In the opening scene we meet her at her country château where she is getting ready to perform before an invited audience at a charity event she has organised. After several opening numbers by guest musicians, Marguerite finally enters the scene crowned with a peacock’s feather, and her rendition of Mozart’s Queen of the Night aria is so strident and out of tune, that the guests don’t know whether to laugh, applaud or flee discreetly to another room. Unaware of the effect she is having, Marguerite continues and because of her wealth and influence, like with the Emperor’s New Clothes, no one is prepared to tell her the truth.

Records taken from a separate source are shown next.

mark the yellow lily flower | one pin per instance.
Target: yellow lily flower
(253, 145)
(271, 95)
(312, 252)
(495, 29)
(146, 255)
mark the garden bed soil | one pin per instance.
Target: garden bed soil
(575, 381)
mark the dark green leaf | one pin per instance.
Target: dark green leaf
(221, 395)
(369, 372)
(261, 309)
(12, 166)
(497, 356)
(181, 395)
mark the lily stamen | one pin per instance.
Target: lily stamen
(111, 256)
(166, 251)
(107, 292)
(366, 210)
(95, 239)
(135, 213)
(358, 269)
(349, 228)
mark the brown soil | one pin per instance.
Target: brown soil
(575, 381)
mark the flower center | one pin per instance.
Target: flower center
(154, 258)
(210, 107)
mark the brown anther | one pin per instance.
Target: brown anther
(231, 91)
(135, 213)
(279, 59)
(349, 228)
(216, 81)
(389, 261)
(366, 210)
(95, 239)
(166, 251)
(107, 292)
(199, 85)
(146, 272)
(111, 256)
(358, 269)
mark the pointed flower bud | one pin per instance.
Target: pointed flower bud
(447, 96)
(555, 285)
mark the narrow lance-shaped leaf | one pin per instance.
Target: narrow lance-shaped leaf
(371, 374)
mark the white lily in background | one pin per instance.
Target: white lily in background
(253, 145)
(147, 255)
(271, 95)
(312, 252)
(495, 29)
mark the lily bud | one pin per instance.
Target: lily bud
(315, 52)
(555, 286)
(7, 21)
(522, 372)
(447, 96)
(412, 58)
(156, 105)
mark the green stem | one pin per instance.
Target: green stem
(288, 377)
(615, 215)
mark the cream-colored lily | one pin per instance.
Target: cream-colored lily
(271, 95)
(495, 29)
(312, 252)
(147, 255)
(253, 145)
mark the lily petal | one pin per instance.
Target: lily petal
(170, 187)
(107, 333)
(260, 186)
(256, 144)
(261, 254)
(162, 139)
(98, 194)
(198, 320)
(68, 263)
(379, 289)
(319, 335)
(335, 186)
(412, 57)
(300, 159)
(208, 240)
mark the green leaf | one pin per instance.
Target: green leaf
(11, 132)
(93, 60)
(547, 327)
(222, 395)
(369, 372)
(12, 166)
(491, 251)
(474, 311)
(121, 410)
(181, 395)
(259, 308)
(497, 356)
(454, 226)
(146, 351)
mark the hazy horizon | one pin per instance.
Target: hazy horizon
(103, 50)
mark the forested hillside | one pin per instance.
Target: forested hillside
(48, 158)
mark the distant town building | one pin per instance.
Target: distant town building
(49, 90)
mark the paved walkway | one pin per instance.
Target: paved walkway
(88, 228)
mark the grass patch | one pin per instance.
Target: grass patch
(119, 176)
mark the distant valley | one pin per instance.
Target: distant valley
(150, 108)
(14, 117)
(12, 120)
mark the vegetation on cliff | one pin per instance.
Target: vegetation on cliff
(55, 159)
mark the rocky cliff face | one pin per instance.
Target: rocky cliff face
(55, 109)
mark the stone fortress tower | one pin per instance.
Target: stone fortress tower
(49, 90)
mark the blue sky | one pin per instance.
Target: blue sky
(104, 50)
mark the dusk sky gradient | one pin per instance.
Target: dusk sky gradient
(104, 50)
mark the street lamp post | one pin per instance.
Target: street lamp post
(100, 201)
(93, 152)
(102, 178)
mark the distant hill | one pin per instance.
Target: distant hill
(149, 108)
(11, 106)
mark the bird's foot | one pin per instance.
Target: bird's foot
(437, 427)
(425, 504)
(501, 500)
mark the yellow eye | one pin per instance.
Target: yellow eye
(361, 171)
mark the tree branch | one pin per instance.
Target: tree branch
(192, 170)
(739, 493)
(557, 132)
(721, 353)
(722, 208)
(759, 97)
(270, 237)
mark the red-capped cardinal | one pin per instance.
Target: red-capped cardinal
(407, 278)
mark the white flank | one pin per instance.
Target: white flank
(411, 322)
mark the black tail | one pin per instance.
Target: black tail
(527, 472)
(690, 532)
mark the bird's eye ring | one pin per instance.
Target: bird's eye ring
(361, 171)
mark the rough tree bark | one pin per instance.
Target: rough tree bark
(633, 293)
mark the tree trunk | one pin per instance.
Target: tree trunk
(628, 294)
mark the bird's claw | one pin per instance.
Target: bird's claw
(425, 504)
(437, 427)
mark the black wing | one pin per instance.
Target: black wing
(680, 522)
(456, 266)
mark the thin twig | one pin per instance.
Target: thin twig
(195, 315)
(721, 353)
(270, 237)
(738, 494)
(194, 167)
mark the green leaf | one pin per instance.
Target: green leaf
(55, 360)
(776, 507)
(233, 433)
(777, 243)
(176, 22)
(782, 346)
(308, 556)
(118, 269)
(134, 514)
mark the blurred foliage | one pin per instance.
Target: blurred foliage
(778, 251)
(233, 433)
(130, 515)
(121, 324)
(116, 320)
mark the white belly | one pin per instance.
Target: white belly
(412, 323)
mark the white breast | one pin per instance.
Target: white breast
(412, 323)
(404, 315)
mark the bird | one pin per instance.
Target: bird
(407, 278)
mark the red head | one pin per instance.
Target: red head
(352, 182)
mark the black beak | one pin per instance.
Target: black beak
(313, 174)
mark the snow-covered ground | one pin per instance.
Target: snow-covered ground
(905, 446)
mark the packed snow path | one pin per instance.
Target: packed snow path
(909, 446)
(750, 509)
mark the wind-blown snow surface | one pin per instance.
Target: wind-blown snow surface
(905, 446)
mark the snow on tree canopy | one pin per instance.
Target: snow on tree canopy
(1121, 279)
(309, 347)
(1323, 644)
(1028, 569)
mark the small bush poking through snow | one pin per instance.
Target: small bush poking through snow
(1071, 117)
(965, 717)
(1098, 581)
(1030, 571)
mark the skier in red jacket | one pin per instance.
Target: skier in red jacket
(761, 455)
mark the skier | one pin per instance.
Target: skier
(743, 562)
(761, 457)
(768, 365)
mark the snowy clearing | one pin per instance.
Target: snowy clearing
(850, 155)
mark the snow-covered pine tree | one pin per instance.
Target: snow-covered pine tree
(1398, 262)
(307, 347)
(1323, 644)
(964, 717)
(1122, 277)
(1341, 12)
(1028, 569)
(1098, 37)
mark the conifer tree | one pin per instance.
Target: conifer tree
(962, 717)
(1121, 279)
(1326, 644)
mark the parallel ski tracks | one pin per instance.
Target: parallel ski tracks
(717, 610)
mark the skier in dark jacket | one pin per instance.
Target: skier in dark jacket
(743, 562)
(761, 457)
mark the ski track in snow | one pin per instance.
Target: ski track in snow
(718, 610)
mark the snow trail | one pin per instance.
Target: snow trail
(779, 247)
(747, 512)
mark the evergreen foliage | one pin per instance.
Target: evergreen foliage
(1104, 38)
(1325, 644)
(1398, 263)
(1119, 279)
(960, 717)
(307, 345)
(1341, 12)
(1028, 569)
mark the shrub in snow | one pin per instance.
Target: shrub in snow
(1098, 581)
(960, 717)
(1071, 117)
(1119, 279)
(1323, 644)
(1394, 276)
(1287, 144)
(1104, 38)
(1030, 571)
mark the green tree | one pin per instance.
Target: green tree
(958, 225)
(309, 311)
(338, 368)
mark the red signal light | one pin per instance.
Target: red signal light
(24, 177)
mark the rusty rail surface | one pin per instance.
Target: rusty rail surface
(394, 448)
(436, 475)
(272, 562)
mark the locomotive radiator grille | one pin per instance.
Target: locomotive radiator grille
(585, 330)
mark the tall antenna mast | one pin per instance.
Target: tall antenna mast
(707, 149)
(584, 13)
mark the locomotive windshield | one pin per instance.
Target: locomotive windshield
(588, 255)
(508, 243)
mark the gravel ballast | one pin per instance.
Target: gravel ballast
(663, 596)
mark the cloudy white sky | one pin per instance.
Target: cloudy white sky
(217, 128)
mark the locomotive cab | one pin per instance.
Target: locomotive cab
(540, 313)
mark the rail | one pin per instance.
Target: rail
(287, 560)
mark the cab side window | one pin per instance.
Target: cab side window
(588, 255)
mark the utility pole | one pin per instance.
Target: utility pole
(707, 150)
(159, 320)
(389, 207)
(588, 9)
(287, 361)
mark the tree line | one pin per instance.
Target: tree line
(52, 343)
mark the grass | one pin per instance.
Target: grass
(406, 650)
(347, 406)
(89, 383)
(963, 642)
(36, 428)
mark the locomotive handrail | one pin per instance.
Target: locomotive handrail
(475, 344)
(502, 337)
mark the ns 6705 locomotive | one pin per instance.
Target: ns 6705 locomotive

Among her guests are a young soprano, Hazel (Christa Theret), and two young men who have come to the recital uninvited, music critic, Lucien Beaumont (Sylvain Dieuaide) and avant-garde artist, Kyrill Von Priest (Aubrey Fenoy) As a jest Beaumont writes a review extolling Marguerite’s talent in a major French newspaper the next day thus confirming her delusions about her talent and ensuring that she continues singing. She is protected from reality by her faithful servant, Madelbos (Denis Mpunga), who hides all the bad reviews and by her husband, Georges (André Marcon), who lacks the courage to tell her the truth.
[Spoiler Paragraph] The story moves from farce towards tragedy when Marguerite falls under the influence of a flamboyant, pompous music teacher (Michel Fau) and his coterie of oddities who encourage her to takes to the stage at the Paris Opera wearing a pair of feathered wings (a costume worn by Jenkins in real life at her Carnegie Hall concert). The concert is a flop and leads to a breakdown and a slow decline worthy of the opera heroines she revered.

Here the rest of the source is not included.